Note I'm not trying to start a discussion about the merits of any of those particular measures, just pointing out their impact on expenditure in retirement.

Also, in a discussion about overall levels of taxation, remember that it is not necessarily the case that cutting tax rates means less tax revenue.  If our tax rates are so high on those earning over and above the average wage, there's a fair chance further increases on that segment will bring in the same (or less) revenue.
e.g. http://www.askaboutmoney.com/threads/cutting-taxes-doesnt-mean-less-revenue.198073/


----------



## T McGibney (11 Mar 2016)

Brendan Burgess said:


> Interesting data from publicpolicy.ie
> 
> [broken link removed]
> 
> we spend about 4 per cent of GDP on..



Yet more drivel statistics based on GDP.  The dogs on the street know that Irish GDP figures are hopelessly inflated by multinational transfer pricing.  So do the policy shills and lobbyists but they're strangely hesitant to use the more meaningful, and equally accessible, GNP numbers. I wonder why.


----------



## odyssey06 (11 Mar 2016)

Should've copped the GDP usage, yeah anything that isn't GNP for Ireland is unreliable.


----------



## Brendan Burgess (11 Mar 2016)

T McGibney said:


> Yet more drivel statistics based on GDP.

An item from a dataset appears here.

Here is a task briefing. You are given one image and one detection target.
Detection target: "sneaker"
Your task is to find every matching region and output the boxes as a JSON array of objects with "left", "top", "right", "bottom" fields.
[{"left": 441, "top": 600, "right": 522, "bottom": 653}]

Good point, but it doesn't throw it out by that much.  We are spending 4% of GDP compared to 9% of GDP in Europe. 

4% of our GDP of 189 billion, is 4.6%  of our GNP of 163 billion. ([broken link removed])

It's still half the level of the rest our Europe. 

Brendan


----------



## odyssey06 (11 Mar 2016)

My understanding is that we have the 'youngest' demographic profile of the original 15 EU states. So all things being equal we should be spending less than the average. However it suggests that there's a liability down the line...


----------



## T McGibney (11 Mar 2016)

Brendan Burgess said:


> Good point, but it doesn't throw it out by that much.  We are spending 4% of GDP compared to 9% of GDP in Europe.
> 
> 4% of our GDP of 189 billion, is 4.6%  of our GNP of 163 billion. ([broken link removed])
> 
> ...


Again Brendan, it's very unclear just how big the present Irish GDP distortion is, but it seems to be substantial. It was tallied at 17% some years back but the levels of multinational profit taking in Ireland seems to have ballooned since then. If it is now say, 40%, that means the 4% figure is a mile off.

If that is the case, added to the young demographics factor, it rather betrays the authors' argument.


----------